El impacto ha sido considerable: consejeros del propio instituto han señalado que el rezago de credenciales sin producir pasó de 423 mil el 1 de junio a más de 645 mil apenas diez días después, y que el ritmo de producción cayó a cerca de 77 mil credenciales diarias, cuando antes se mantenía en 90 mil por día.
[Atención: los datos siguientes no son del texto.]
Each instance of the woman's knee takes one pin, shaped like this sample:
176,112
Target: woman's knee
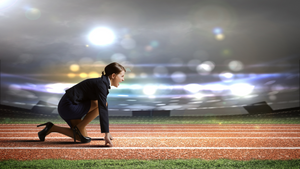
94,105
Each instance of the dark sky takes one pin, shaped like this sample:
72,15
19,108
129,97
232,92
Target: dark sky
40,39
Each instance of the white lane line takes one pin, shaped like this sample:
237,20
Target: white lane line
179,125
178,132
159,129
155,148
18,138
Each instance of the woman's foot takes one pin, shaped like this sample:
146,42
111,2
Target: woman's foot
82,138
42,134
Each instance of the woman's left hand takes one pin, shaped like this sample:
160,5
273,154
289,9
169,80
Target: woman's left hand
107,139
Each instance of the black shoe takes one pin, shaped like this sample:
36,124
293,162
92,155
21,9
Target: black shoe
82,138
42,134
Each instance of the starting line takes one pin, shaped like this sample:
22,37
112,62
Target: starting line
153,148
94,139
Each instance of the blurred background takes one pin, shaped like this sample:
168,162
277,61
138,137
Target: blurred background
191,57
La dirección del Registro Federal de Electores ha reconocido que episodios similares ocurrieron en 2013 y 2019, también por cambios de proveedor, por lo que no se trata de un hecho inédito, aunque esto no exime la molestia entre los ciudadanos afectados.
Ante los cuestionamientos, representantes de partidos políticos y consejeras del INE han pedido informes detallados sobre los plazos y estrategias para reducir el rezago, e incluso se ha planteado revisar el contrato con la empresa productora. Por su parte, algunos módulos regionales reportan que la situación ha comenzado a normalizarse de forma gradual, aunque sin fecha concreta para regresar al plazo habitual.
La recomendación oficial para quienes tramitaron su credencial en este periodo es mantenerse atentos a los canales oficiales del INE, como INETel, y en caso de no haber recibido el documento, comunicarse nuevamente hacia finales de mes para verificar el estatus del trámite antes de acudir al módulo.